At Airtable, MySQL replication plays a crucial role in scaling our reads and achieving our long-term vision for high availability. Having low-lag replicas allows us to offload a significant chunk of read traffic to replicas and eases the operational burden of performing lag-sensitive tasks such as failovers and blue-green deployment switchover.

Our largest database is a monolithic MySQL 8 instance (we previously blogged about upgrading main from MySQL 5.6 to 8), deployed on AWS RDS as a Multi-AZ deployment with one standby. It handles approximately 50,000 read queries per second (QPS) and 150 writes per second, with occasional spikes reaching up to 1,000 writes per second. While this is a very manageable load for the instance type we are using, we have had repeated hours-long replication lag spikes, making it unsuitable for live interactive queries. We wanted to solve this problem to effectively scale to meet our growing customer usage. Over the last two quarters, we spent a significant amount of time investigating and tuning our replication configuration and successfully brought the replication lag down to consistent single-digit seconds. We also built a binary log parser, which we used to guide this tuning process.
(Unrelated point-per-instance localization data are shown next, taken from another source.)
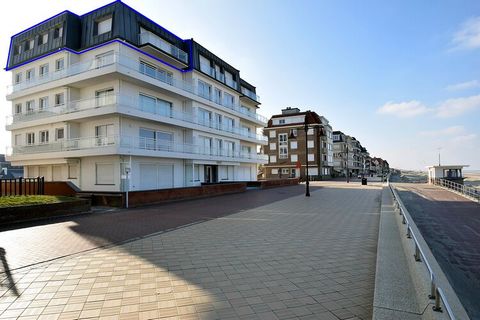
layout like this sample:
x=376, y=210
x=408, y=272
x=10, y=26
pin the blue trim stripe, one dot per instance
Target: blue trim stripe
x=102, y=45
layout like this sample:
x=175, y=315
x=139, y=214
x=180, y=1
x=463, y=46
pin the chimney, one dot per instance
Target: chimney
x=290, y=110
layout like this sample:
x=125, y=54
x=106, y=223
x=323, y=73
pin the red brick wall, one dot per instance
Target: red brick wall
x=138, y=198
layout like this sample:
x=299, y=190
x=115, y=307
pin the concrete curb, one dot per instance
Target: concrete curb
x=395, y=294
x=402, y=284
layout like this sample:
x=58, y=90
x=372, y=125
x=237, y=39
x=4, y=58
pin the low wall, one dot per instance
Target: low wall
x=139, y=198
x=60, y=188
x=41, y=211
x=273, y=183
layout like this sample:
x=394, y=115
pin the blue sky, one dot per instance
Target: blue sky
x=402, y=76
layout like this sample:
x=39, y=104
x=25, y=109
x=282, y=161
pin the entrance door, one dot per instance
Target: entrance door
x=210, y=174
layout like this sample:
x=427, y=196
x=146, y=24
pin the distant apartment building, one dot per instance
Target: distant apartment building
x=290, y=147
x=111, y=101
x=349, y=156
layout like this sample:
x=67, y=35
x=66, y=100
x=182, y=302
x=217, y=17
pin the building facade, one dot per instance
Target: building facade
x=289, y=146
x=112, y=101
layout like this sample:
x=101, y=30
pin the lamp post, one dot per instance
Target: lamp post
x=307, y=183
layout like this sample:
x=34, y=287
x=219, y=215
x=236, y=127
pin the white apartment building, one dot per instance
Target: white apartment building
x=112, y=108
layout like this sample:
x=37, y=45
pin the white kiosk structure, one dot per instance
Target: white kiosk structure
x=447, y=172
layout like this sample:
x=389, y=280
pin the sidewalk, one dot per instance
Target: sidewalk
x=297, y=258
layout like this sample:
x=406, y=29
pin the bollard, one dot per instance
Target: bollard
x=433, y=289
x=417, y=253
x=437, y=307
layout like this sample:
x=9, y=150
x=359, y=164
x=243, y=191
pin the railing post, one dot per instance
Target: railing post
x=417, y=253
x=20, y=185
x=437, y=307
x=433, y=289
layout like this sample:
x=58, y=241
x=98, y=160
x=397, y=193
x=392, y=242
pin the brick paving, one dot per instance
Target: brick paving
x=450, y=225
x=296, y=258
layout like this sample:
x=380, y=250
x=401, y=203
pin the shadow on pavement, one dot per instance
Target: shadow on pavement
x=9, y=283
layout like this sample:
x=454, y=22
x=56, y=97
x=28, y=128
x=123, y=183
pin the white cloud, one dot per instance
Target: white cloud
x=468, y=36
x=404, y=109
x=464, y=85
x=450, y=131
x=458, y=106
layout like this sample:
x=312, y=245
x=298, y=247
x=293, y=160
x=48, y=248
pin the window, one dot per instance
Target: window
x=228, y=100
x=18, y=78
x=104, y=59
x=30, y=105
x=59, y=133
x=218, y=121
x=43, y=103
x=229, y=148
x=204, y=90
x=72, y=171
x=104, y=173
x=59, y=99
x=229, y=123
x=43, y=38
x=217, y=96
x=104, y=134
x=283, y=152
x=155, y=105
x=104, y=97
x=30, y=138
x=282, y=139
x=44, y=136
x=59, y=64
x=18, y=108
x=103, y=26
x=29, y=44
x=29, y=74
x=18, y=139
x=58, y=32
x=43, y=70
x=18, y=49
x=204, y=117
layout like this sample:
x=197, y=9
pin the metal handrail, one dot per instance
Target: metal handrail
x=436, y=291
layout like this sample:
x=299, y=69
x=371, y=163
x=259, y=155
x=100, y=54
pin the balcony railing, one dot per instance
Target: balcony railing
x=132, y=103
x=251, y=94
x=133, y=65
x=133, y=143
x=148, y=37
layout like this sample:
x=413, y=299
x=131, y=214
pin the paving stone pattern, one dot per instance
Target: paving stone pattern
x=298, y=258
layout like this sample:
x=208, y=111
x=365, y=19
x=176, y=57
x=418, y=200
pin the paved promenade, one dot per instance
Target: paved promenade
x=450, y=225
x=290, y=258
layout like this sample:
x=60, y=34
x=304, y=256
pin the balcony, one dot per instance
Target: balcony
x=131, y=145
x=126, y=104
x=251, y=94
x=154, y=40
x=133, y=67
Here is a peek at the before and after lag metrics:

In the rest of the post, we will touch on:

1. A quick overview of MySQL replication
2. Challenges with rolling out multi-threaded replication
3. Disabling Binary Logs on the Replicas
4. Rolling out GTID for a more stable multi-threaded replication setup
5. Tuning binlog_sync_delay and binlog_transaction_dependency_tracking to improve replication parallelizability
6. Conclusion

Architecture of MySQL Replication

Replication is the mechanism used by MySQL to propagate changes from a primary instance to replica instances. Let’s look at how a single transaction is replicated from a MySQL primary to a replica.

When a transaction is committed on the primary node, the associated data changes are recorded in a special log called the binary log (binlog). This log consists of “events” that describe database changes, such as DDL or DML changes, and is kept in addition to the write-ahead log, or the redo log as MySQL calls it. On the replica server, a special IO thread maintains a persistent connection with the primary server, reading binlog events as they get written on the primary, thereby keeping up-to-date with every change event. The replica’s IO thread writes these events to a special log called the relay log. A separate SQL thread on the replica server then reads from relay logs and executes the change events contained within. In effect, we are replaying all the data changes that took place on the primary on the replica. Replication lag, as reported by the replica, is the difference in time between the last change event written to the relay log (by the IO thread) and the last event applied from the relay log by the SQL thread. Note that the reported lag doesn’t take into account a slow IO thread.

MySQL supports several modes of replication, such as semi-synchronous replication, group replication, and asynchronous replication. Our RDS setup only allowed for asynchronous replication, and in this blog post, we will only focus on that.

Challenges of Multi-threaded Replication

The IO thread rarely becomes a bottleneck in replication because its primary task is to stream data from the network to files. The SQL thread, on the other hand, responsible for committing transactions to the database, often lags behind. It’s easy to see why: the primary server often has a few dozen threads processing transactions concurrently but the replica only has one SQL thread to apply all those transactions. Since 5.6.3, MySQL allows multiple SQL threads to apply changes concurrently to close the gap. This setup is known as multi-threaded replication.

Both our team and the MySQL community’s consensus is that multi-threaded replication is the key to bringing the lag down and it did show in the numbers: when we enabled it last year, we saw the lag come down from O (hours) to O (seconds) with infrequent multi-minute lags.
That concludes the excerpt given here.